About 975,000 Germans travelled to Egypt in 2013, 15 percent
down on 2012 and far below the 1.3 million who travelled there
in 2010, the Egyptian tourist office in Frankfurt said.
Russian, Germany and Britain are Egypt's biggest source of
tourists. Tour operators such as TUI Travel and Thomas
Cook have scaled back the number of Egyptian holidays on
offer during the past three years.
European travel companies hit by weak local economies and
the turmoil in Egypt now face more pain. The slump in Egyptian
business already cut 19 million euros off TUI Travel's operating
profits in the first quarter, its parent company TUI AG
said last week.
For now, tour operators are not obliged to offer free
cancellations and rebookings or to bring people home early.
People already holidaying in the big Red Sea resorts of
Sharm, Hurghada and Marsa Alam seemed untroubled by the latest
news, tour operators and associations said.

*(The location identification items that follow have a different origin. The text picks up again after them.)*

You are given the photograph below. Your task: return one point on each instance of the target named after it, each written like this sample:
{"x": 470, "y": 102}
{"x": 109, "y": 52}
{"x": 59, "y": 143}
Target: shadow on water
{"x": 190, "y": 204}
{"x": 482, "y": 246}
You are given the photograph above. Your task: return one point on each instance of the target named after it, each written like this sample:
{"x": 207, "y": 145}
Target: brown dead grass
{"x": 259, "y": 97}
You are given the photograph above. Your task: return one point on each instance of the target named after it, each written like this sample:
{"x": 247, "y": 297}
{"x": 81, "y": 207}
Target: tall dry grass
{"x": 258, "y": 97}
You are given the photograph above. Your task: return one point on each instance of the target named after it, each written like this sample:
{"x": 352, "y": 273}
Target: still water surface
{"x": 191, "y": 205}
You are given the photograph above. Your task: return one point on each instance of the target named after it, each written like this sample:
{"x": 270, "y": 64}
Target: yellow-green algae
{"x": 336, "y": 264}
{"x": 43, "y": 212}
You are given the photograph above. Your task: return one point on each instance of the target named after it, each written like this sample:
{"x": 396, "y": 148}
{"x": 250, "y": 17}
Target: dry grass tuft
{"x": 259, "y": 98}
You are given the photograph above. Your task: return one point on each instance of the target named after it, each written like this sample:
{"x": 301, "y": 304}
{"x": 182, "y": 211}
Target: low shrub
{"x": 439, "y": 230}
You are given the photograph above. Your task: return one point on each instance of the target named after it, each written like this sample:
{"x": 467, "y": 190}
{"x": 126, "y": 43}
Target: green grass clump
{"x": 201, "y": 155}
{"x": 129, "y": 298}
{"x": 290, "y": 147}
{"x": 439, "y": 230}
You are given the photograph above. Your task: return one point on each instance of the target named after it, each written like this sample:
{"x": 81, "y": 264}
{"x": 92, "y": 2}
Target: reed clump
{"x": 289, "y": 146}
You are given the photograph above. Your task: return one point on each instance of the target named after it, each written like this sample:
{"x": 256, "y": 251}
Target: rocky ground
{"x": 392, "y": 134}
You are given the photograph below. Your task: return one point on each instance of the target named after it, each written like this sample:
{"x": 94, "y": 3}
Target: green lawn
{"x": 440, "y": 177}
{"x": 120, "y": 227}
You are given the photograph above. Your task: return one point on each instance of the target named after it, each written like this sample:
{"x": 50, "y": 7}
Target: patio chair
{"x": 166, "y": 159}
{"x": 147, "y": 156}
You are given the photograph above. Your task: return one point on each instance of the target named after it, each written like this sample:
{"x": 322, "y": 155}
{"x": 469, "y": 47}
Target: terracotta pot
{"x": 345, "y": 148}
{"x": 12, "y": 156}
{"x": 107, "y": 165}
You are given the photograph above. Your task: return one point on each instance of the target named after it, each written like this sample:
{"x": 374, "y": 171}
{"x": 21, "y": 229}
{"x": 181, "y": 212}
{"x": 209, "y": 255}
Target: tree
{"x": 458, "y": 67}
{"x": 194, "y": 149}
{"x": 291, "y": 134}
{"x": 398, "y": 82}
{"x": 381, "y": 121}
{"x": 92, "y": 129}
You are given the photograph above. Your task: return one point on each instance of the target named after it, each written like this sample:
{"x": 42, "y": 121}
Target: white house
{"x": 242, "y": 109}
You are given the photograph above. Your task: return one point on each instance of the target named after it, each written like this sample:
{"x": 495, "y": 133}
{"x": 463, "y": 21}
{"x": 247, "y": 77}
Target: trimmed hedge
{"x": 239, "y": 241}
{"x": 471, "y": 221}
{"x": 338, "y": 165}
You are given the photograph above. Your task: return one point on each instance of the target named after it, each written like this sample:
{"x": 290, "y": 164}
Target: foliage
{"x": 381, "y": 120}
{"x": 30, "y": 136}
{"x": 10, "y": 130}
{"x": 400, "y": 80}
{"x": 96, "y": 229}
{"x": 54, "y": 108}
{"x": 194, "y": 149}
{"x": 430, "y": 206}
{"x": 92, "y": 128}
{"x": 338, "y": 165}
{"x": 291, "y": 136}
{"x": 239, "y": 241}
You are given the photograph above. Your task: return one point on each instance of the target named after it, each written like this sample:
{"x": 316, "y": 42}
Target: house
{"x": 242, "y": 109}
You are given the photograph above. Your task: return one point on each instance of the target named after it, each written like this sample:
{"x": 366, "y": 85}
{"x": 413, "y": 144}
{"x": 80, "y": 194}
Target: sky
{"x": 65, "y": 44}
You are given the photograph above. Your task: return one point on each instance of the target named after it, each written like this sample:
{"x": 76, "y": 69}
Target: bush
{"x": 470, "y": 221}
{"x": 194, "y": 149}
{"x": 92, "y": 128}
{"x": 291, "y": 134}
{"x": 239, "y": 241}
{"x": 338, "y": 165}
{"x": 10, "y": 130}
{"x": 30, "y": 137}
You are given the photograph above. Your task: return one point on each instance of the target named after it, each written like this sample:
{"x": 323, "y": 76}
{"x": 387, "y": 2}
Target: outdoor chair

Guests are being kept up to date with news and travel
advice, but none have asked to come home early, representatives
of Italian and German tour operators told Reuters.
But many have cancelled day trips to far-flung spots within
Sinai such as St Catherine's Monastery.
"We cannot prevent clients from going to Egypt but it is our
role to warn them about the risk," said Colson of France's SNAV.